A few minutes later, after the (now empty) safe-deposit box had been locked pointlessly away, Michael — the raincoat again over his arm, hiding his hand holding the automatic with the silver snout — followed Pat to the station wagon. She noticed that he seemed to be looking everywhere, though she doubted anyone else would have picked up on that.
He asked her to take the wheel, which she did, after depositing the briefcase on the seat between them. The sun was shining, and the small pseudo-rustic downtown — surrounded by mountains, under a perfect blue sky with smoke-signal clouds — seemed to her idyllic to the point of irony.
At Incline Village High, Michael slid over and took the wheel as the car waited at the curb, Pat going in to tell them at the office that a family emergency had come up, and she needed to collect Anna.
When Pat walked her daughter down the endless sidewalk to where Michael waited in the buses only lane, Anna let go a barrage of questions.
The seventeen-year-old — in her denim pants suit with floral iron-ons and bell-bottoms, lugging her books before her in both hands — didn’t mind getting out of school (what teenager would?); but she immediately jumped to a false conclusion.
“It’s Mike, right? Is it good news? If it’s bad news you can tell me, Mom... Mom? What’s going on ? What is going on?”
But Pat could only think to say, “It’s all right... it’s all right... Your father will tell you.”
Then Michael was driving them home, and Anna was sitting forward behind them, asking questions that Michael was answering evasively.

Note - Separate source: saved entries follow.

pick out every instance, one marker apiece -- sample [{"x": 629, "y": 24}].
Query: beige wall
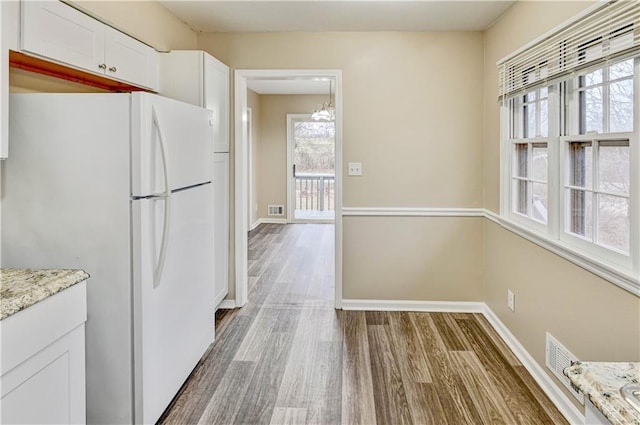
[
  {"x": 148, "y": 21},
  {"x": 412, "y": 107},
  {"x": 413, "y": 258},
  {"x": 273, "y": 153},
  {"x": 594, "y": 318},
  {"x": 254, "y": 102},
  {"x": 412, "y": 110}
]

“We have no news about Mike,” the girl’s father said. “But we’ve had something serious come up, and we’ll sit and talk about it at home.”
“Did somebody die? Some relative or something? I didn’t know anybody was left !”
Mama and Papa Satariano had both passed away well over ten years ago (Papa first, Mama two weeks later); and Michael had no brothers or sisters. Well, of course Pat was aware of the one brother, who had died a long, long time ago...
“Daddy, I have a right to know what is going on in this family!”
“Yes, you do,” he said.
But that was all he said.
Their daughter was in full pout mode (“ Fine! ”) by the time Michael pulled into the driveway — slowly; he was looking all around again, less subtly now. A few neighboring homeowners were out in their yards, one filling the air with the army-of-bumble-bees buzz of a Lawn Boy.
Down the block a ways, two men in khaki jumpsuits were also doing yardwork — one trimming bushes, the other seeding. A panel truck, about the same shade of avocado as Pat’s pants suit, sat at the curb; bold white letters proclaimed green thumber’s lawn care with a cartoon thumb as an apostrophe and a Reno-exchange phone number.
Michael, his eyes on the jumpsuited men, said to Pat, “Aren’t Ron and Vicki off somewhere?”
“Yes. Fifteenth anniversary. Hawaii.”